Psychology and Social Cognition

Why does alignment research ignore how humans adapt to AI?

Current alignment work focuses on making AI obey human values, but what about helping humans understand and effectively use increasingly capable AI systems? This explores whether neglecting human adaptation creates new risks.

Note · 2026-02-23 · sourced from Alignment
What kind of thing is an LLM really? How do people come to trust conversational AI systems? How should researchers navigate LLM reasoning research?

A systematic review of 400+ papers across HCI, NLP, and ML reveals a significant gap: alignment research overwhelmingly focuses on aligning AI with humans, while the reciprocal direction — aligning humans with AI — receives minimal attention. The bidirectional framework proposes both as interconnected feedback loops.

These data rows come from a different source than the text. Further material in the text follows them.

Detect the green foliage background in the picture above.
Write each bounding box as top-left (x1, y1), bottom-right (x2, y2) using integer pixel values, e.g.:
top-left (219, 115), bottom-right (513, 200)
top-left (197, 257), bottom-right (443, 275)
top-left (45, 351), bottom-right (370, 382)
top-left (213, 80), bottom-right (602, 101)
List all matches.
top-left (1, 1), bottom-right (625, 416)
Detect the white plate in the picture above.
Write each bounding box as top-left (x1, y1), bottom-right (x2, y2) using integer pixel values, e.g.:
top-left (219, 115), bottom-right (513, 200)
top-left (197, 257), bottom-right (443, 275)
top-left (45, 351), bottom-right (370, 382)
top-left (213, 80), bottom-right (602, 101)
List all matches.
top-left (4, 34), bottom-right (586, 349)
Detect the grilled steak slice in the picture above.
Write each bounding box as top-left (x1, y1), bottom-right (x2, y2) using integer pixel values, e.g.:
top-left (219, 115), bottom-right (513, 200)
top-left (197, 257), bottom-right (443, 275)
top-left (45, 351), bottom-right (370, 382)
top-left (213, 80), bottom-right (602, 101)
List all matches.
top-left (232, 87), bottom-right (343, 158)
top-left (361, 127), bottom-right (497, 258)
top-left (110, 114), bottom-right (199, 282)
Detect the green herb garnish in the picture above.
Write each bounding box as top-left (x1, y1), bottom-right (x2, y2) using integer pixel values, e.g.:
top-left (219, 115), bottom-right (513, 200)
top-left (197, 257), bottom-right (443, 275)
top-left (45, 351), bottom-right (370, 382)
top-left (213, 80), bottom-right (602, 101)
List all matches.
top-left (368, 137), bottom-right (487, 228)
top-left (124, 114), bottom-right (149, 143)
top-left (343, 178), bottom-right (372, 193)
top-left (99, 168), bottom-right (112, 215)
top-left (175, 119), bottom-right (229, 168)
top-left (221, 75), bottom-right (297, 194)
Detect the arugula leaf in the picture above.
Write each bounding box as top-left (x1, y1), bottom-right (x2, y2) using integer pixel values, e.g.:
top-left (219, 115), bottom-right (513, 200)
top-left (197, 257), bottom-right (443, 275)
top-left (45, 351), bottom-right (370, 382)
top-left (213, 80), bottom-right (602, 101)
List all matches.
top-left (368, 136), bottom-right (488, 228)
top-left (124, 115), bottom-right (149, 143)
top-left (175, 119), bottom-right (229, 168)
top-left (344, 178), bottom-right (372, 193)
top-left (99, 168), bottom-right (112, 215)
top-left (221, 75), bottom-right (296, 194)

"Aligning AI with Humans" covers the familiar territory: integrating human specifications into training, steering, and customizing AI behavior. "Aligning Humans with AI" is the underexplored axis: supporting human agency, empowering critical thinking when using AI, enabling effective collaboration, and adapting societal approaches to maximize benefits.

Three persistent challenges frame why bidirectional alignment matters:

  1. Specification gaming — AI optimizes proxies (human approval) rather than intended values, making seemingly correct decisions for wrong reasons. One-directional alignment doesn't address the human side: users who can't detect specification gaming are vulnerable to it.

  2. Scalable oversight — as AI complexity grows, evaluating behavior becomes infeasible through human feedback alone. Aligning humans with AI means building human capacity to oversee increasingly capable systems.

  3. Dynamic nature — alignment must adapt to evolving human values AND evolving AI capabilities. Without considering long-term cognitive and social impacts of AI use, alignment becomes a moving target that static one-directional approaches cannot track.

This connects to Does incremental AI replacement erode human influence over society?. Gradual disempowerment is what happens when the human-to-AI direction is neglected: humans lose the capacity to oversee and direct AI, not through any dramatic failure but through incremental capability erosion. Bidirectional alignment is the explicit countermeasure.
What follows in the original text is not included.